Oh, and did I tell you, this guy had red hair? Not quite as bright as mine, but red nonetheless and he looked to be my exact same age.
I left the car lot with Ricky Ricardo echoing in my head, "Mom, you got some splainin' to do."
So...me being a smarty pants and a genuine pain in the butt, when John came home, decided to torture him a little. This is a sport I practice often and get a good deal of satisfaction out of. I do get bored during the day, after all. So I ask him, "Honey, we've been married a long time. What are the two things I do left-handed?"
"Uhhh..."
I raise my eyebrow, hands on hips, foot tapping.
"This is not going to end well for me," he says.

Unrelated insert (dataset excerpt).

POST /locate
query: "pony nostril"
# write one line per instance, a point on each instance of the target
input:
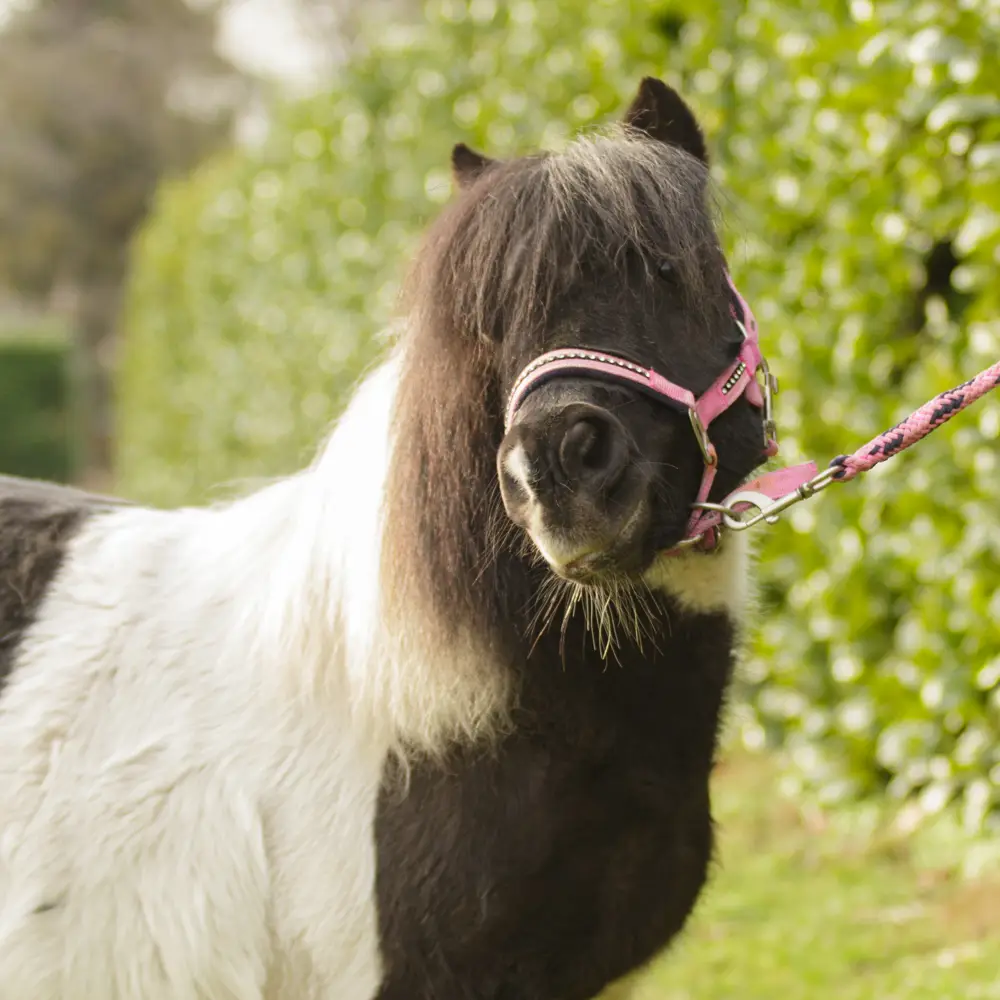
(593, 449)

I give him a hint, "It's the two most important things you do. One of them is the reason I have to sit at a particular spot when we go to a restaurant."
He started guessing everything except the two things. I was getting tired of playing this game and actually a little hurt by this time, so I let him off the hook and told him.
I turned to walk away.
He hates it when I walk away mad, so he blurts, "What do I do left-handed?" He asked me in a very nah-nah-nah-nah-nah tone. He thought I would say, "Nothing" because that is what he truly believed.
"You drink your coffee left-handed," I growl.
His jaw hit the floor. "I do drink my coffee left-handed," he realized.
I lick my finger and make a floating 1 in the air. Then I pretend erase it, lick my finger again, and make an invisible 100 in the air. BURN!!
A BIT OF TRIVIA
When I was in Florida last year, Grandpa Peanut, notices me eating with my left hand and says, "Did you know that about half of the U.S. Presidents have been left-handed?"
"Really?"
"So left-handed people must smart," he says. He is the sweetest, big huggy bear.
When I got home, I looked it up and, sure enough, 6 of the 12 presidents since the end of WWII, including Obama, have been left-handed.
Not only that, but in 1992, all three of the contenders were left-handed. So, Bill Clinton, George Bush, and Ross Perot were all up there at their podiums, writing with their left hands. Cool!
The reason that this wasn't noticed until the end of WWII was that kids used to get cracked on the knuckles for writing with their left hands and forced to switch to the right. I actually remember teachers trying to get me to write with my right and this was as late as 1968.